The application discloses a multi-station rotary die-cutting machine for polymer composite materials, which comprises a main body; the fixed surface of main part is connected with the fixed block, the fixed stopper of top one end fixedly connected with of fixed block, the front fixed surface fixedly connected with of fixed block connects the locating plate, fixed recess has been seted up to the inside of fixed block, the inside swing joint of fixed recess has the rotation screw rod, the one end fixedly connected with driven gear who rotates the screw rod, the movable block has been cup jointed in the activity of the other end surface outside of rotating the screw rod, the bottom fixedly connected with electric telescopic handle of movable block, electric telescopic handle's bottom fixedly connected with blade holder, the inboard swing joint of fixed stopper has the movable mounting piece, the top fixedly connected with two-way motor of movable mounting piece, two-way motor's output fixedly connected with driving gear.

Description

Multi-station rotary die-cutting machine for polymer composite materials

Technical Field

The utility model relates to a cross cutting machine technical field specifically is a rotatory cross cutting machine of polymer based composite's multistation.

Background

The die-cutting machine is called a beer machine, a cutting machine and a numerical control punching machine, is mainly used for die cutting, indentation and gold stamping operation, fitting and automatic waste discharge of corresponding polymer composite materials, non-metal materials, non-setting adhesives, EVA, double faced adhesive tapes, electronics, mobile phone rubber mats and the like, and applies certain pressure through a stamping plate by utilizing a steel knife, a hardware die and a steel wire to roll and cut a printed product or a paperboard into a certain shape.

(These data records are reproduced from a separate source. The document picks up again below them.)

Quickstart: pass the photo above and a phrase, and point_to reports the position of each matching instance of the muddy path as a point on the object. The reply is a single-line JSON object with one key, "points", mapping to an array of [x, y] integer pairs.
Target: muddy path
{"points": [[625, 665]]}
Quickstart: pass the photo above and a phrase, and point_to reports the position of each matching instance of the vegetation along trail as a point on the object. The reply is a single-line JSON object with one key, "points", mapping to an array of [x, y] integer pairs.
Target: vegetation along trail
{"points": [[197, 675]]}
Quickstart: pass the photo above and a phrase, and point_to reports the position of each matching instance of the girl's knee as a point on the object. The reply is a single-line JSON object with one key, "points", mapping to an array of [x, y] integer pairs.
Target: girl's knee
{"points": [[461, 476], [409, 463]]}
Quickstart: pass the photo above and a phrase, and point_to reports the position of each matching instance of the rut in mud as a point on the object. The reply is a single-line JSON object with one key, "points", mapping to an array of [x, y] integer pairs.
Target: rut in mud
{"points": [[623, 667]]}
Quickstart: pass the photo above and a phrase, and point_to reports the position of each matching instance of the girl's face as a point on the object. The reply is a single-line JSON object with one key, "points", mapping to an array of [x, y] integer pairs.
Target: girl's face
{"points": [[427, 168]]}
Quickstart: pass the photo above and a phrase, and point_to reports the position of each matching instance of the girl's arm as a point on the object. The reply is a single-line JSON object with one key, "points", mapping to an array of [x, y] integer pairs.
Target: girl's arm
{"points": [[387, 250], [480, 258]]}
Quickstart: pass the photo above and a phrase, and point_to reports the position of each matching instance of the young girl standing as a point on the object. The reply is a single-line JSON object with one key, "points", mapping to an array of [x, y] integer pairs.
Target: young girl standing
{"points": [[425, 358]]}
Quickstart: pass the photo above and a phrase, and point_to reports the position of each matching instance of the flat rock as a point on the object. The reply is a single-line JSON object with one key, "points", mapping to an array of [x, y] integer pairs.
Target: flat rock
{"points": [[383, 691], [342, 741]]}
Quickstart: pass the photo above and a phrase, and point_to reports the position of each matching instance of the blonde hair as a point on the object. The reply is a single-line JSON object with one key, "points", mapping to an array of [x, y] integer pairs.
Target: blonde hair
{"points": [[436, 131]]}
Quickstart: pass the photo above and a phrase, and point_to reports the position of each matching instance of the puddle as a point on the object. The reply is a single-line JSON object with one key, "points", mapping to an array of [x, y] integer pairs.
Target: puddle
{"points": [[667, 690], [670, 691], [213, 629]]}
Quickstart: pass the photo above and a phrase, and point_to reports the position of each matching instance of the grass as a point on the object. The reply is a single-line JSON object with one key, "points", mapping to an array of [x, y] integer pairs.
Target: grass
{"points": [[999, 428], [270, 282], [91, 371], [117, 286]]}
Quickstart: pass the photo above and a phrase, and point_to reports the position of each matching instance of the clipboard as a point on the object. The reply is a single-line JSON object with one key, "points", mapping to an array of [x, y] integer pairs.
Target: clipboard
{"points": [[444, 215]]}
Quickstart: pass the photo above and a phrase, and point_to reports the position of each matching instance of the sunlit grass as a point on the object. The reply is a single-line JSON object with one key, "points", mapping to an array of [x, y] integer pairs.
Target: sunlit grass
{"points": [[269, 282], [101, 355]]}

Is an important device for processing and forming the packages after printing.

The current cross cutting machine drives cutting blade downstream through the telescopic link in the course of the work, cuts the material, nevertheless need maintain the telescopic link after carrying out work for a long time and overhaul, perhaps need change after damaging, because the telescopic link is in the inconvenient dismantlement to it of station department to can't remove, it is inconvenient to use, influences the maintenance or the change efficiency to the telescopic link.

SUMMERY OF THE UTILITY MODEL

An object of the utility model is to provide a rotatory cross cutting machine of polymer combined material's multistation to it drives cutting blade downstream through the telescopic link to solve present cross cutting machine in the above-mentioned background art in the course of the work, cut the material, nevertheless need maintain the maintenance to the telescopic link after carrying out work for a long time, perhaps need change after damaging, because the telescopic link is in the inconvenient dismantlement to it of station department, and can't remove, it is inconvenient to use, the problem of the maintenance or the change efficiency of influence to the telescopic link.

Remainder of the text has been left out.